Tiyatro’ya, tiyatrocuya görev, rol biçmek elbette ki yanlış olur. Lakin değişen insanı, değişen değerleri yansıtmak, eleştirmekten uzak gibi duruyor ya da mevcut algı buna yönelik. Tiyatro bu algıya göre hep eski metinler üzerinde dönüyormuş gibi. Mutfakta neler oluyor, metin bulma sıkıntısı mı var?

Sanatın dönüştürücü gücü yadsınamaz ama ben sanatın eğitsel bir etkinlik olduğunu düşünmüyorum, bu anlamda Aristoteles’in tragedyaya yaklaşımı bana daha yakın. Bunun yanında insanlara bir şeyler öğretmek için dramatik sanatlar kullanılabilir, (Platon’un yaklaşımı) ben tercih etmem o ayrı. Eski metinlerin tekrar tekrar dönmesi eserlerin her zaman güncelliğini korumasından kaynaklıdır. Dediğiniz gibi mesela üretim ilişkilerinin toplum ve bireyler üzerindeki etilerinin tartışma konusu yapıması noktasında Anton Çhehov oyunlarının her biri bir baş eserdir ve bundan yüz yıl sonra da oynanabilir. Orijinali de uyarlamaları da. Bana sorarsanız Yavuz Turgul’un Şener Şen’le yaptığı filmler çok başarılı birer chehov uyarlamasıdır. Yavuz Turgul’un Chehov’u çok sevdiğini, özümsediğini ve benimsediğini tahmin ediyorum, yanılıyor olabilirim. Aslında yeni metin sıkıntısı yok, çok kıymetli genç yazarlar var fakat sizin birebir yaşadığınız malum sıkıntı, kâğıt fiyatlarından kaynaklı kitap basma zorlukları ortada, bu anlamda genç yazar arkadaşlarımız eserlerini kitlelere ulaştırmakta zorlanıyor. Yeni metinlerin gün yüzüne çıkamaması biraz da bu yüzden.

“Çukur” gibi gelmiş geçmiş en popüler dizilerde oynadınız. Bu dizilerde oynamanın seyirci kitlesi bakımından tiyatroya getirisi var mı? Tv seyircisi kısmen de olsa tiyatro seyircisine dönüşebiliyor mu? Ya da çok popüler dizilerde oynamak tiyatroda dezavantajlı duruma düşürebiliyor mu?
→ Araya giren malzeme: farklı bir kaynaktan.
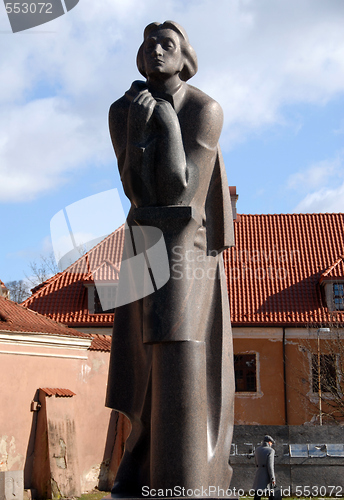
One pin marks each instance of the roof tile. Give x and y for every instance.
(273, 273)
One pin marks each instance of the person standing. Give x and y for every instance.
(264, 457)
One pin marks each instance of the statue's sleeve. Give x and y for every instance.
(220, 230)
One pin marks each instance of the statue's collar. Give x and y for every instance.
(176, 98)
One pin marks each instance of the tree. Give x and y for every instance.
(42, 270)
(19, 290)
(324, 360)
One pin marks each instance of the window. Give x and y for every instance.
(328, 375)
(105, 299)
(338, 296)
(245, 373)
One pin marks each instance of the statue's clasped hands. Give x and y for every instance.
(145, 109)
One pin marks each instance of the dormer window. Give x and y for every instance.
(102, 298)
(338, 296)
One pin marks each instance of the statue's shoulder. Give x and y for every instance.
(201, 99)
(202, 103)
(119, 109)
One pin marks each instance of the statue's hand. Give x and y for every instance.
(165, 115)
(140, 113)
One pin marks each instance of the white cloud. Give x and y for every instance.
(324, 200)
(321, 185)
(320, 174)
(254, 58)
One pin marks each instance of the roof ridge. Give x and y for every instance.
(58, 275)
(329, 269)
(86, 255)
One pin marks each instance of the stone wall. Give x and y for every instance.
(312, 465)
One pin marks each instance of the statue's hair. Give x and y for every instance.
(190, 59)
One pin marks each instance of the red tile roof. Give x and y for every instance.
(64, 297)
(273, 273)
(17, 318)
(100, 343)
(59, 393)
(336, 271)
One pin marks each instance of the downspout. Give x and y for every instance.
(285, 381)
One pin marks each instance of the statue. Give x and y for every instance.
(171, 365)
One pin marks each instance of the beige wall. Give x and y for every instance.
(267, 405)
(69, 366)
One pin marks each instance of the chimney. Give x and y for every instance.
(234, 199)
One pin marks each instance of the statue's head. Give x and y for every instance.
(172, 38)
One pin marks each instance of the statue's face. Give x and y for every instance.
(162, 54)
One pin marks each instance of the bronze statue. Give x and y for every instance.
(171, 366)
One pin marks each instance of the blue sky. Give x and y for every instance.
(275, 66)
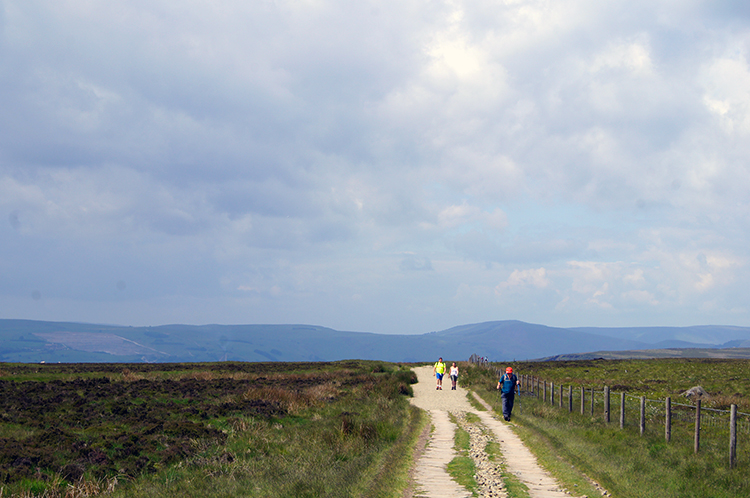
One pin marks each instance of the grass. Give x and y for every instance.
(344, 429)
(462, 468)
(513, 485)
(573, 446)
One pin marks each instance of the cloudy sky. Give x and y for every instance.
(384, 166)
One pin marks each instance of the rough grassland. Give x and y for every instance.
(223, 429)
(623, 461)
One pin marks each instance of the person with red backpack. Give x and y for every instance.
(507, 385)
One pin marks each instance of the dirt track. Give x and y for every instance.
(432, 480)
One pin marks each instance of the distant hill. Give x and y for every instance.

Elbette insanlar tvde gördükleri ve sevdikleri oyuncuyu sahnede canlı görmeyi istiyorlar. Ortalama dizi seyircisini hele ki “çukur” gibi bir dizinin seyircisini bir tiyatro salonunda, müzede ya da herhangi bir sanatsal etkinlikte görmeniz imkânsızdır. Bu anlamda oyuncuları yakından görmek, birlikte fotoğraf çektirmek vb gibi hedeflerle gelirler tiyatro salonlarına. Bunun gişeye şüphesiz katkısı vardır. Gelenlerin yüzde doksandokuzu oynanan oyunla asla ilgilenmez ama biri ilgilenir ve etkilenir. İşte o bir arkadaşımız bizim için kazanımdır.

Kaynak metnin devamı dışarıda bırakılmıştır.